We walk together, the trees parting one last time. In a violently purple thicket of foxgloves and nightshade sits a round stone house no bigger than any village house nor any fancier. The roof of the cottage is magic-touched canvas to keep heavy rains and snows off our heads. A tin chimney puffs smoke into the air. The few windows of the cottage glow warm with buttery candlelight. I don’t know what it is about this clearing, but fireflies adore it like no other place in the forest—hanging in the air as gently pulsing clusters of turquoise glimmers.

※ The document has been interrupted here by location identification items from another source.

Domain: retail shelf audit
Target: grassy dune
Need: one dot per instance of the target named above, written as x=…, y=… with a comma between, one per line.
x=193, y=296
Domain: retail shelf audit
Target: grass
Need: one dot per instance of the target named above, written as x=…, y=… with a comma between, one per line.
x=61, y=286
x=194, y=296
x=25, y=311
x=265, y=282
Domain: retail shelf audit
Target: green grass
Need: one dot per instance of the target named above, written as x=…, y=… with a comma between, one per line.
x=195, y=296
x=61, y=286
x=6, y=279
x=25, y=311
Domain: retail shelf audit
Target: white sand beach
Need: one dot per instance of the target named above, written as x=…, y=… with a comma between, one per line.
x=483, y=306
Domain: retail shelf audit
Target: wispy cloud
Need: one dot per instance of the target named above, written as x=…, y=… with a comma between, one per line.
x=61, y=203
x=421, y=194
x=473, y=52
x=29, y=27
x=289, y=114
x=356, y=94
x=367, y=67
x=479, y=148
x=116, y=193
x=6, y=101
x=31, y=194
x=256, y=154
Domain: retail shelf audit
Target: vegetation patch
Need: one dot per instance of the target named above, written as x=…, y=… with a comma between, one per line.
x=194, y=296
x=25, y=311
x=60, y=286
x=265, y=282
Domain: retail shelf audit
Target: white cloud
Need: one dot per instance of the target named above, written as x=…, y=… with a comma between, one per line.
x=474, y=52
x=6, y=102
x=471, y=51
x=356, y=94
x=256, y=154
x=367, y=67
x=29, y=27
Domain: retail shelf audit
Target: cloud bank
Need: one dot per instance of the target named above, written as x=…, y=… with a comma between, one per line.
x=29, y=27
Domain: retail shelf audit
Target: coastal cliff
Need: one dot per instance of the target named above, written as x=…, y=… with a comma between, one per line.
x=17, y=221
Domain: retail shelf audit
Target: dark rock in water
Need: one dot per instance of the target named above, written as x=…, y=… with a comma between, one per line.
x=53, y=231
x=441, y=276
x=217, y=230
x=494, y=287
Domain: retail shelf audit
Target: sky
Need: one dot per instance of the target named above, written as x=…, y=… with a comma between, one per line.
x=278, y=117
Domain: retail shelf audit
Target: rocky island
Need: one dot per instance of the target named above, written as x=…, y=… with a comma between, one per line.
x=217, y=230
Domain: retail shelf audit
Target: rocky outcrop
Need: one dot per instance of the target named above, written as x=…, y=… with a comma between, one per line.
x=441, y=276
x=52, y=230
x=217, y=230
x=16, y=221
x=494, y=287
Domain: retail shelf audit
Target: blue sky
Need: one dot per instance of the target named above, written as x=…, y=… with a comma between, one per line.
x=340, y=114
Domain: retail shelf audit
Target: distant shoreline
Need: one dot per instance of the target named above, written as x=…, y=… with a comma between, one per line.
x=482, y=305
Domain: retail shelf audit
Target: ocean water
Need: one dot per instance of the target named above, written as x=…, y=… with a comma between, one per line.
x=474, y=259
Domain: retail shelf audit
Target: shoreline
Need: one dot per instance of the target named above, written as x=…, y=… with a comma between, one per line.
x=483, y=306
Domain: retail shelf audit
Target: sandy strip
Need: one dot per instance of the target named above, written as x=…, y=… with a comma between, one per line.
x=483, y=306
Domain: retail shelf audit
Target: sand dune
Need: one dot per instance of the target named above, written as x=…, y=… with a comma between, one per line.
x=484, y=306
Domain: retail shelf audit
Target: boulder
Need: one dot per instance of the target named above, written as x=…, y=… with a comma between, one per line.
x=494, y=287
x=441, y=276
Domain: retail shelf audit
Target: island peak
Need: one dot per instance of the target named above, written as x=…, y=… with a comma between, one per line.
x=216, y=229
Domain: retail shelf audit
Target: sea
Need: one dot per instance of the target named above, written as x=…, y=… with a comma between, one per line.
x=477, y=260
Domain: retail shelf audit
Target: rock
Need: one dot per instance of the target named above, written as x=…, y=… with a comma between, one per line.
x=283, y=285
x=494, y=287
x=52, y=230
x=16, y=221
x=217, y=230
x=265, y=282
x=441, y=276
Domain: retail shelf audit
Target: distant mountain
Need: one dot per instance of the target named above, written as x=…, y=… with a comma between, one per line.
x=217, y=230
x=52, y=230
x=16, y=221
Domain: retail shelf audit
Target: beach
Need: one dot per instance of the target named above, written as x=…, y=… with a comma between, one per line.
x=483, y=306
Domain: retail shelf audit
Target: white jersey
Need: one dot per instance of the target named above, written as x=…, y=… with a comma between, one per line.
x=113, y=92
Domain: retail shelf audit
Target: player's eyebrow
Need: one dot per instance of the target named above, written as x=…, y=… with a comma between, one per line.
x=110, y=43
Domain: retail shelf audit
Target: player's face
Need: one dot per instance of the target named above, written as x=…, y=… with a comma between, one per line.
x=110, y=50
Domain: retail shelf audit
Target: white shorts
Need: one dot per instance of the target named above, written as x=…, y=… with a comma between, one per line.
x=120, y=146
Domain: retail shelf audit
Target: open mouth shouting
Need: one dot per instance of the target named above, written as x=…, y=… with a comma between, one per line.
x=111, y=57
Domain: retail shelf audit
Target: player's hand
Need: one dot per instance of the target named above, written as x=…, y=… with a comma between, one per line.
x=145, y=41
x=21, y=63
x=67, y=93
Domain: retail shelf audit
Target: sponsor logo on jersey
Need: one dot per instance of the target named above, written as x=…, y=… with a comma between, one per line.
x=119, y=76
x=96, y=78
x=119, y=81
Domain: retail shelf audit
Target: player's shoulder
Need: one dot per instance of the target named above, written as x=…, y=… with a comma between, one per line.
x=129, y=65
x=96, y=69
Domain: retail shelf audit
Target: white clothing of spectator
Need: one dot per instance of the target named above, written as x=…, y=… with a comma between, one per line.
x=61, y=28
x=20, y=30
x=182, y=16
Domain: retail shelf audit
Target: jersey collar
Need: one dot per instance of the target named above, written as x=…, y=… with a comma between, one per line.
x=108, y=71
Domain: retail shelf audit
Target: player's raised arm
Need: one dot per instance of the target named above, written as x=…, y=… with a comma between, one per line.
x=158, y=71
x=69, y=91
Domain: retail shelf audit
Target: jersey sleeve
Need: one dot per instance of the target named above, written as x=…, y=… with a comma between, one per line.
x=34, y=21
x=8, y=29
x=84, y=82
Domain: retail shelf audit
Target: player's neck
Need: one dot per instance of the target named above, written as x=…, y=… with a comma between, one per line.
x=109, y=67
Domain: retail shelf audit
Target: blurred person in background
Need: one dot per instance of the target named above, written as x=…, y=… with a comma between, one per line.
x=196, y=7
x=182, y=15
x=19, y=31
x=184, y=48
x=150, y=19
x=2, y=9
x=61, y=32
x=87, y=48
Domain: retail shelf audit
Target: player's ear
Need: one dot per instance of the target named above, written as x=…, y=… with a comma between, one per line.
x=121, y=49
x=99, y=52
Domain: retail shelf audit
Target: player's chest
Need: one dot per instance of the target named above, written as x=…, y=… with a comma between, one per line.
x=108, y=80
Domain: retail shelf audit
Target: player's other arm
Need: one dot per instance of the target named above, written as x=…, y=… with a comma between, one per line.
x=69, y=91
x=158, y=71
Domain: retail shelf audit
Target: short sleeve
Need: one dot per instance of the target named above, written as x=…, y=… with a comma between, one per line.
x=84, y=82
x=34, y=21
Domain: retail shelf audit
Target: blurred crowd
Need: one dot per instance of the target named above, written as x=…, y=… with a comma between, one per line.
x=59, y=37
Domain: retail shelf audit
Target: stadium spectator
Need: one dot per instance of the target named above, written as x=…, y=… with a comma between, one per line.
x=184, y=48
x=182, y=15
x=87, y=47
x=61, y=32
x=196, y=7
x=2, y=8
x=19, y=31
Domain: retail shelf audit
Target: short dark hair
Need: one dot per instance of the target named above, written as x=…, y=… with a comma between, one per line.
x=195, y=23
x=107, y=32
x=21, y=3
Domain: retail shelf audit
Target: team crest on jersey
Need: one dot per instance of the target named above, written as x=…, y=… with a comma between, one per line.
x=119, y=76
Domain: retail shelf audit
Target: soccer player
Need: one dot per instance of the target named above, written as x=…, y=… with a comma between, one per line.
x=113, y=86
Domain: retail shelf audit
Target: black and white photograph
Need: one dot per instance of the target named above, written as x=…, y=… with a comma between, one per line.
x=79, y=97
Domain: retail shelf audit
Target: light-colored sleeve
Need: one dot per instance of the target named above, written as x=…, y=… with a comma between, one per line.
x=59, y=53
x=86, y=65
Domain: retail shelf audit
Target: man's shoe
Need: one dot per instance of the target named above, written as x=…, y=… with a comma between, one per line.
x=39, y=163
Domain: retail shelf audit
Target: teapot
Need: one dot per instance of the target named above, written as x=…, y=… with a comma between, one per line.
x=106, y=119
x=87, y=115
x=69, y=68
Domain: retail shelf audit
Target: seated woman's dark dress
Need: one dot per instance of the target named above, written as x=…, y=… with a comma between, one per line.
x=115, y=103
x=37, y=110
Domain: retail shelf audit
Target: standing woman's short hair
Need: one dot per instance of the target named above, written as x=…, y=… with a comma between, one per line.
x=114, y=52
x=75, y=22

“Not everything that attacks me has to die, Crav,” I say patiently. I don’t expect him to understand—the people of the Endless Bog decide everything in their lives by a strict code of martial rules.

“The number of my wounds is the number of my enemies dead.” He recites his favorite Endless Bog saying. I laugh and gather my bloodstained skirts to walk up the few steps to the covered door.